Мы шли по главной улице мимо недавно расчищенного сквера, мимо киосков с газированной водой, мимо мороженщиц. Кшиська что-то щебетала у самого моего уха, а я думал над странным словом, которое она так любила говорить: «коханый». Нет, у нас в Туле никто не ходил в такие годы с девчонкой за руку, это было бы постыдным, а здесь я шел, спрятав в своих ее тонкие цепкие пальцы, и ничего не боялся. Взрослое счастье самостоятельности переполняло меня.
Вдруг Кшиська рванула руку и пошла рядом особым кошачьим шагом, вытянув голову и выглядывая кого-то в толпе.
— Ты что? — спросил я.
— Стефан! — Она неотрывно вглядывалась во что-то впереди. В мелькании шляп, фуражек, затылков я ничего не видел.
— Какой Стефан? — спросил я.
— Наш Стефан. З шлюхою! — и она метнулась в толпу. Я кинулся было за ней, но широкие спины взрослых то и дело загораживали путь. Скоро я все-таки разглядел проходящего через дорогу под руку с расфранченной женщиной Стефана в фетровой шляпе и через мгновение за ними — фигурку в зеленом купальном костюме.
Нет, Кшиська была непостижима. Я немного постоял, поджидая ее, и пошел домой.
На крыльце, как всегда негромко, переговаривались Исаак и Ревекка.

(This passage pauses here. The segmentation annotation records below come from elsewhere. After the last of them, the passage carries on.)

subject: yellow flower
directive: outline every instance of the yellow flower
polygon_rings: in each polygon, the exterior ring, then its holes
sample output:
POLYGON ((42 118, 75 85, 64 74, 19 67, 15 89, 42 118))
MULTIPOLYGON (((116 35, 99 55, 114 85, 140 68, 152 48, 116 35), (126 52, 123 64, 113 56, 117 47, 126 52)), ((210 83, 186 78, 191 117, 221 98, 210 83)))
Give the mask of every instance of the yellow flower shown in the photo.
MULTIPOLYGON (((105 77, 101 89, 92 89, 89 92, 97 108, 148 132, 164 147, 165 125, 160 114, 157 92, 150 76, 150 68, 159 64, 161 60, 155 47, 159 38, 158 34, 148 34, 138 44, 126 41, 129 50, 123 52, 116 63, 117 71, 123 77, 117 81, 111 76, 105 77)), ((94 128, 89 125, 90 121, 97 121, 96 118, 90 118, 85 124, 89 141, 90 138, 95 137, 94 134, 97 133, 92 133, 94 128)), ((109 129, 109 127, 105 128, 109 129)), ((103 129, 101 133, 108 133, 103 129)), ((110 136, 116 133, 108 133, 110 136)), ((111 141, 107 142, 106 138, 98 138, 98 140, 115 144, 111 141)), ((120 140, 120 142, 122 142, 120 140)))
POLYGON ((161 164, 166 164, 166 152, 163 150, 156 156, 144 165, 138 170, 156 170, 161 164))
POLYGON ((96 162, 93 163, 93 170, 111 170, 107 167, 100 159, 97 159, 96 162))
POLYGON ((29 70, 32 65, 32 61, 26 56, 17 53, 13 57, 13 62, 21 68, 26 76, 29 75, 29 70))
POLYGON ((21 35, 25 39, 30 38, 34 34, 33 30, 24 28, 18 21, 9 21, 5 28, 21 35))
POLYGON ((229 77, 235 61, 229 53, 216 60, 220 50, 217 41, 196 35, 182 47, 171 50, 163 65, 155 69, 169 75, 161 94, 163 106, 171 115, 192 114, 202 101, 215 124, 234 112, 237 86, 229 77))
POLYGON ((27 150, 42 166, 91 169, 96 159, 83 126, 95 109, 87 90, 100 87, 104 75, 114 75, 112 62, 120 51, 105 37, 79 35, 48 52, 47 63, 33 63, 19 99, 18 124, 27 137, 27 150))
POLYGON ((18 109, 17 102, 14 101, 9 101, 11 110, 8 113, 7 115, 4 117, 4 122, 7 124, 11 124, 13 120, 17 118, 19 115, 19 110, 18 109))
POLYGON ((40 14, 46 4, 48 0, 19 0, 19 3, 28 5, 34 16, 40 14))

В саду за врытым в землю столом гуляла компания чубатых хлопцев в вышитых украинских рубашках. Стол был заставлен пузатыми бутылками с горилкой и закусками. Сам Иван то и дело бегал домой, чтобы принести еще какую-нибудь снедь. Мать его в очипке, в чоботах с загнутыми носками медленно проплывала вокруг стола, угощая всех кусками гуся из огромного блюда. Я остановился вдалеке, потрясенный этим великолепием. Иван, пробегая мимо, заулыбался всем своим угловатым лицом и сунул мне в руку пирог.
— Товаришкы зибралысь, гуляемо, — шепнул он и убежал.
Пирог был с капустой, еще теплый. Я съел его с таким наслаждением, что заметил это только тогда, когда понял, что больше не от чего отрывать ароматные, тающие во рту куски.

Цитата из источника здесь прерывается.